Thursday, May 18, 2006

 

Emerging Market Currencies Tumble Vs. US$

A Bloomberg report on Latin American currencies. "The currencies of Brazil, Colombia and Mexico will extend declines into the third quarter on concern rising global interest rates will reduce the attractiveness of emerging market securities, according to Merrill Lynch."

"The Brazilian real, last year's best performer against the dollar, has weakened 6.8 percent since the Federal Reserve increase its key rate on May 10 and suggested it may boost rates further to control inflation. The Colombian peso has dropped 4.7 percent, while the Mexican peso has lost 2.9 percent."

"'It's not related to one specific market, or to elections in Brazil or Mexico,' said Daniel Tenengauzer, an emerging markets currency strategist for Merrill Lynch. 'It starts from the outside world; the Bank of Japan and ECB may start hiking; the housing market in the U.S. is cooling down. Hiking banks will lead to a drain in liquidity and global slowdown.'"

"The real dropped 3.3 percent to 2.2095 in New York yesterday and is down 5.9 percent this year. The Colombian fell 1.7 percent to 2455.50 yesterday and the Mexican peso declined 1.5 percent to 11.2052 per dollar. The real may weaken to 2.40 per dollar by the end of June, the weakest since August, Merrill Lynch said. The firm forecast the Colombia peso to weaken to 2450 in the same period, and its Mexican counterpart to settle at 11.10."

"Emerging market currencies, including the Polish zloty and the South African rand, fell yesterday after a U.S. report showed consumer prices increased faster than expected in April, adding to speculation that inflation may be accelerating."

"Monetary policy within each of the Latin American nations will be one of the key factors determining which currencies of emerging markets will be most vulnerable to investment outflows, Tenengauzer said. 'Central banks consistently missing inflation targets could get punished.'"

"The Brazilian central bank has lowered its benchmark lending rate seven times since September, to 15.75 percent. Policy makers in Mexico reduced the overnight lending rate to 7 percent from 7.25 percent on April 21."

Comments:
the good news is now that we know commodity prices are a problem, it's not a problem...
 
I typically agree with Roach, although anyone who has followed his analysis knows that Roach *always* blows the whistle much too soon. He started screaming about the housing bubble in early 2003 (as did the Economist magazine, and many others btw), and missed out on the greatest asset bull run in the last 10 years.

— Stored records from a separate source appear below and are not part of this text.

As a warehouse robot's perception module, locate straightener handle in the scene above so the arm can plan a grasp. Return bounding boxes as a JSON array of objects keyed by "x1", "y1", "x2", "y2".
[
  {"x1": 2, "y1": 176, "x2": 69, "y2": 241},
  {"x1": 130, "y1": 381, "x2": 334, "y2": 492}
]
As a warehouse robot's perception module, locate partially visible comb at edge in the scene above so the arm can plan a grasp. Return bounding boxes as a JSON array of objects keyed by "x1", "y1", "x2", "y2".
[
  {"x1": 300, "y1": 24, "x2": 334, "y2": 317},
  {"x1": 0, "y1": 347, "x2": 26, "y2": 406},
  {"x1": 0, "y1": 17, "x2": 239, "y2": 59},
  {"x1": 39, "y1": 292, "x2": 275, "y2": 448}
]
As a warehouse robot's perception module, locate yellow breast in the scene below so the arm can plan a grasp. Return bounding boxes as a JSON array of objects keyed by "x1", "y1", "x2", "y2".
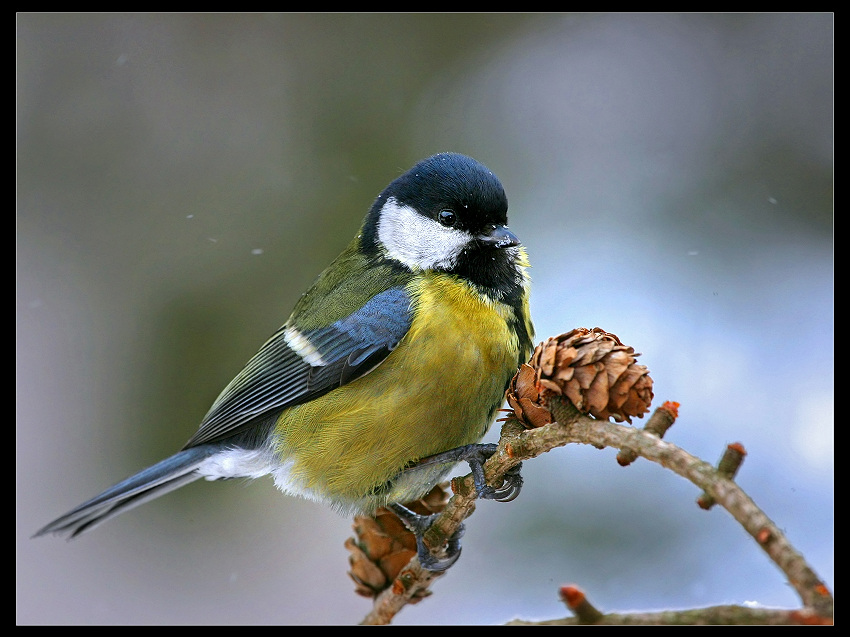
[{"x1": 275, "y1": 273, "x2": 519, "y2": 507}]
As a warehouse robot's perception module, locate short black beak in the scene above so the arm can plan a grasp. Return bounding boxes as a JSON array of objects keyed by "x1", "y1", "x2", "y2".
[{"x1": 478, "y1": 226, "x2": 520, "y2": 248}]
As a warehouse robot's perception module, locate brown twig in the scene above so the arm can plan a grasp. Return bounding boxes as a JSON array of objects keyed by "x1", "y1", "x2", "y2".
[{"x1": 363, "y1": 396, "x2": 833, "y2": 624}]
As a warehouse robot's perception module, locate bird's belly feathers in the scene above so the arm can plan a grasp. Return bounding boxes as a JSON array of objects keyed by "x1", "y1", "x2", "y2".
[{"x1": 274, "y1": 274, "x2": 520, "y2": 509}]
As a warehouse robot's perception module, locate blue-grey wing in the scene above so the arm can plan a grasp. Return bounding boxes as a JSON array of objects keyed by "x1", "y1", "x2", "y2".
[{"x1": 184, "y1": 287, "x2": 412, "y2": 448}]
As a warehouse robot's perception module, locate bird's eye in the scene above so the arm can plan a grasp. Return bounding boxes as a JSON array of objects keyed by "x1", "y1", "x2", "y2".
[{"x1": 437, "y1": 208, "x2": 457, "y2": 228}]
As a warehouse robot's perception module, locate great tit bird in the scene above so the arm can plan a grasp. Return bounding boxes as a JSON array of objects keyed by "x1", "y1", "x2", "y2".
[{"x1": 36, "y1": 153, "x2": 533, "y2": 570}]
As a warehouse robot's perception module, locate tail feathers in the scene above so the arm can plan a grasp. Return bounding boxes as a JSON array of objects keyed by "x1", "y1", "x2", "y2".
[{"x1": 33, "y1": 445, "x2": 218, "y2": 539}]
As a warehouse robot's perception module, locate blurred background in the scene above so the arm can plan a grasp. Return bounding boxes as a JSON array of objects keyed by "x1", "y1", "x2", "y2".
[{"x1": 16, "y1": 13, "x2": 834, "y2": 624}]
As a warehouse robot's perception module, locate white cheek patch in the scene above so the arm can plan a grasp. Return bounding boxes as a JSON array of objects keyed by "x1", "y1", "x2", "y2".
[{"x1": 378, "y1": 197, "x2": 472, "y2": 269}]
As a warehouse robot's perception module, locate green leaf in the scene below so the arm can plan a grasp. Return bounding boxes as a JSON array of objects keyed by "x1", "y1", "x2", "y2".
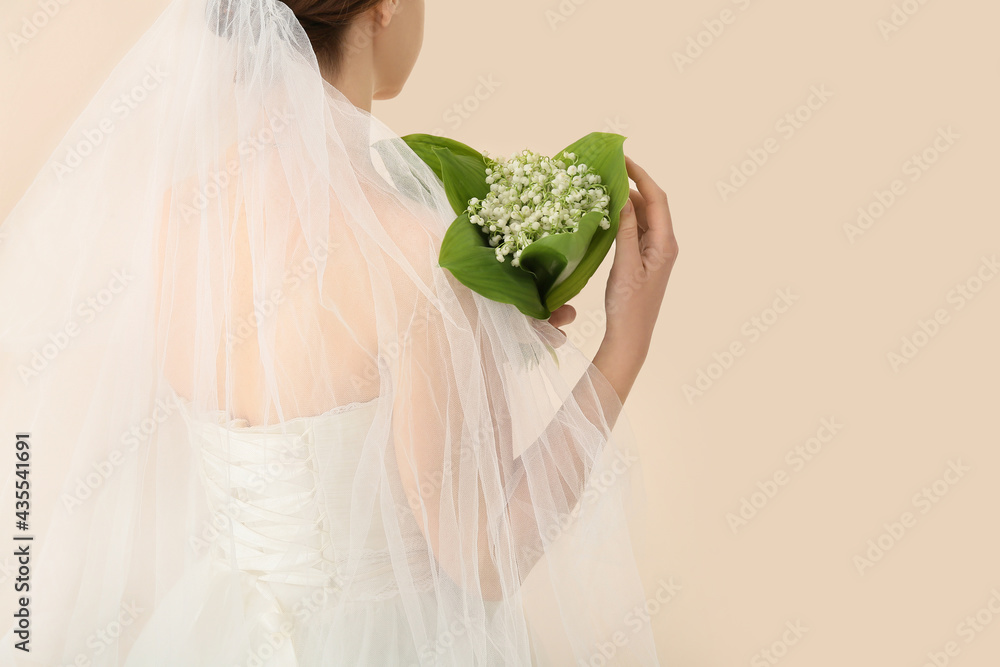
[
  {"x1": 401, "y1": 134, "x2": 486, "y2": 181},
  {"x1": 434, "y1": 148, "x2": 490, "y2": 217},
  {"x1": 438, "y1": 214, "x2": 552, "y2": 320},
  {"x1": 544, "y1": 132, "x2": 629, "y2": 310},
  {"x1": 520, "y1": 211, "x2": 604, "y2": 298}
]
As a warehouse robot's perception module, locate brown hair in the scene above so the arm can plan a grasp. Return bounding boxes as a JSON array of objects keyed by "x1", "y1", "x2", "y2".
[{"x1": 281, "y1": 0, "x2": 381, "y2": 67}]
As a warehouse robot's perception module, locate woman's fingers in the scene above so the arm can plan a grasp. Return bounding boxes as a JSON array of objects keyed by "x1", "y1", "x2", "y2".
[
  {"x1": 629, "y1": 188, "x2": 649, "y2": 232},
  {"x1": 625, "y1": 156, "x2": 673, "y2": 235},
  {"x1": 612, "y1": 199, "x2": 640, "y2": 271},
  {"x1": 549, "y1": 304, "x2": 576, "y2": 329},
  {"x1": 625, "y1": 157, "x2": 677, "y2": 257}
]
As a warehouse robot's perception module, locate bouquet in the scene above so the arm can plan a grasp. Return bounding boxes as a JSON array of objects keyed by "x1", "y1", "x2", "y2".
[{"x1": 403, "y1": 132, "x2": 629, "y2": 320}]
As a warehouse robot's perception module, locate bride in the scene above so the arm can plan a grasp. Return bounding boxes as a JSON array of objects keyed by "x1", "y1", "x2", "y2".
[{"x1": 0, "y1": 0, "x2": 677, "y2": 667}]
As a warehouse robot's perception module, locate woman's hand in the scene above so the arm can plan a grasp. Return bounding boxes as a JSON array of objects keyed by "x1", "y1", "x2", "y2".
[{"x1": 594, "y1": 157, "x2": 677, "y2": 403}]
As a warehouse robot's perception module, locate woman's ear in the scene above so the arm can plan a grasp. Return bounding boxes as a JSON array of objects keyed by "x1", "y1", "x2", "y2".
[{"x1": 375, "y1": 0, "x2": 399, "y2": 28}]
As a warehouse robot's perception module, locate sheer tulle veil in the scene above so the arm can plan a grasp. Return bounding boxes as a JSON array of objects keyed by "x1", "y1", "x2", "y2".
[{"x1": 0, "y1": 0, "x2": 659, "y2": 667}]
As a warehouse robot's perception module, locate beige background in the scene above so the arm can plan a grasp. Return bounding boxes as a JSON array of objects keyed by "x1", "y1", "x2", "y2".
[{"x1": 0, "y1": 0, "x2": 1000, "y2": 667}]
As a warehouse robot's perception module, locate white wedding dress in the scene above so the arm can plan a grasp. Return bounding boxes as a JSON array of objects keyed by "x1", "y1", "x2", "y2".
[
  {"x1": 125, "y1": 388, "x2": 468, "y2": 667},
  {"x1": 0, "y1": 0, "x2": 659, "y2": 667}
]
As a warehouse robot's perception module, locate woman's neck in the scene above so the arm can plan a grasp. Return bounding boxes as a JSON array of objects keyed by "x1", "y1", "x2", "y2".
[{"x1": 320, "y1": 24, "x2": 375, "y2": 113}]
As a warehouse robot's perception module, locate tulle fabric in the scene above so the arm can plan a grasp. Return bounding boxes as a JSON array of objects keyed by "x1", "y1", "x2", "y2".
[{"x1": 0, "y1": 0, "x2": 658, "y2": 667}]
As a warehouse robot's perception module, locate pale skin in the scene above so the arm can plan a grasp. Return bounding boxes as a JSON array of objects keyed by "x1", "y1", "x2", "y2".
[{"x1": 332, "y1": 0, "x2": 678, "y2": 403}]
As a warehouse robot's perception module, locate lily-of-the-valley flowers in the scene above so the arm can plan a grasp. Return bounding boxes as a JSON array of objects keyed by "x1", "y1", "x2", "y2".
[
  {"x1": 403, "y1": 132, "x2": 629, "y2": 319},
  {"x1": 467, "y1": 150, "x2": 611, "y2": 266}
]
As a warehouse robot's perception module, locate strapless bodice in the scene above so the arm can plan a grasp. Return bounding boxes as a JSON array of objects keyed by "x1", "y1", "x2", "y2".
[{"x1": 179, "y1": 399, "x2": 432, "y2": 600}]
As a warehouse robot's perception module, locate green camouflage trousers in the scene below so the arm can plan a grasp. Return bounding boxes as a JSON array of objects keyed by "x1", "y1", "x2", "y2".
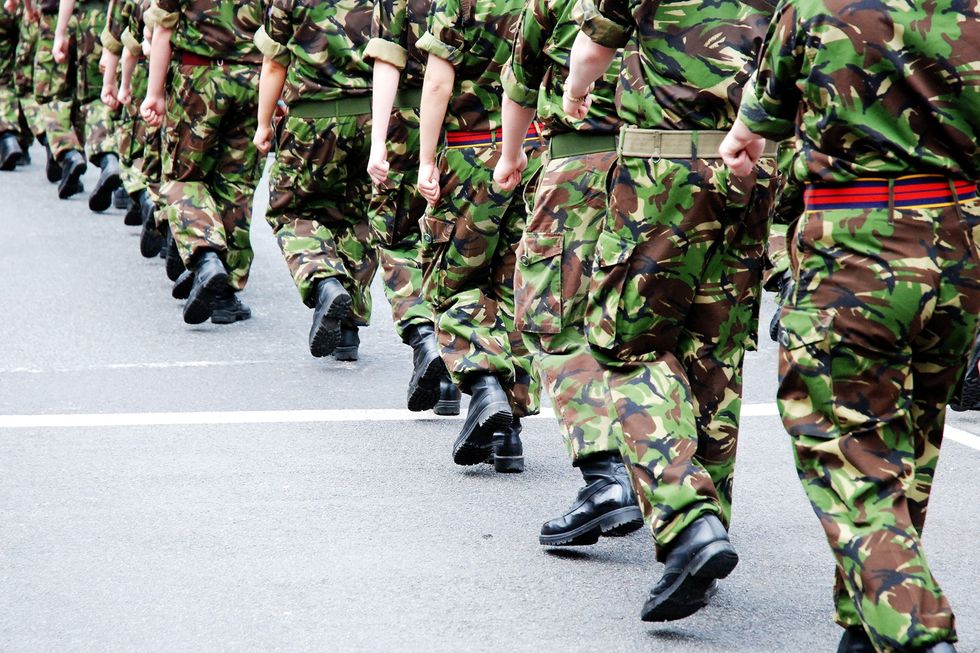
[
  {"x1": 779, "y1": 200, "x2": 980, "y2": 652},
  {"x1": 421, "y1": 141, "x2": 541, "y2": 417},
  {"x1": 586, "y1": 157, "x2": 772, "y2": 558},
  {"x1": 514, "y1": 152, "x2": 623, "y2": 461},
  {"x1": 369, "y1": 109, "x2": 435, "y2": 340},
  {"x1": 266, "y1": 115, "x2": 378, "y2": 326},
  {"x1": 160, "y1": 64, "x2": 262, "y2": 290}
]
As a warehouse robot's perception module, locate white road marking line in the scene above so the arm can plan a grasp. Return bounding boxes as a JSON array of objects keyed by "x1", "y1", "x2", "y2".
[{"x1": 0, "y1": 403, "x2": 980, "y2": 451}]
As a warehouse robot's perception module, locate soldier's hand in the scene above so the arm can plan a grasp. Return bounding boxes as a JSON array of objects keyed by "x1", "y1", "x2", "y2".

Roach, in the past, defined a "bubble" as (I paraphrase) a price increase based purely on speculation: where the fundamentals have ceased to drive the price higher, and expected increases alone are what drive higher gains.

It strikes me that "Bubble" is a strange word to use in the case of gold since gold is the traditional "safe haven", "store of value" investment. Because gold is where banks, institutional investors and funds historically "run to" when global market instability increases, its value is frequently determined by a host of geopolitical factors, currency moves, inflation fears, etc. One could therefore equally argue that there is a "Bubble in US Dollars" as its fundamentals couldn't look shakier but we see (particularly this week) that an unfounded belief in its ability to "store value" persists. Clearly this is historically untrue.

If you believe (as Roach does) that gains in commodities are being driven by an expectation of increased consumption, then clearly commodities appear to be a bubble. (And you should hold dollars). But if you believe that gains in commodities are being driven by expectations of increased value relative to currency declines, then the fundamentals are actually very solid.

Personally I fall in with the latter argument. As long as the dollar tracks downwards, commodities prices will be driven (relatively) upwards. This isn't speculation on commodities prices per se -- its speculation on decreasing dollar valuations. And that speculation is based on the hard math of US debts, balance of trade, manufacturing decline, population dynamics and a host of internal financial burdens from pensions to military obligations to social security.

Currencies, as a whole, are in for a very rough ride.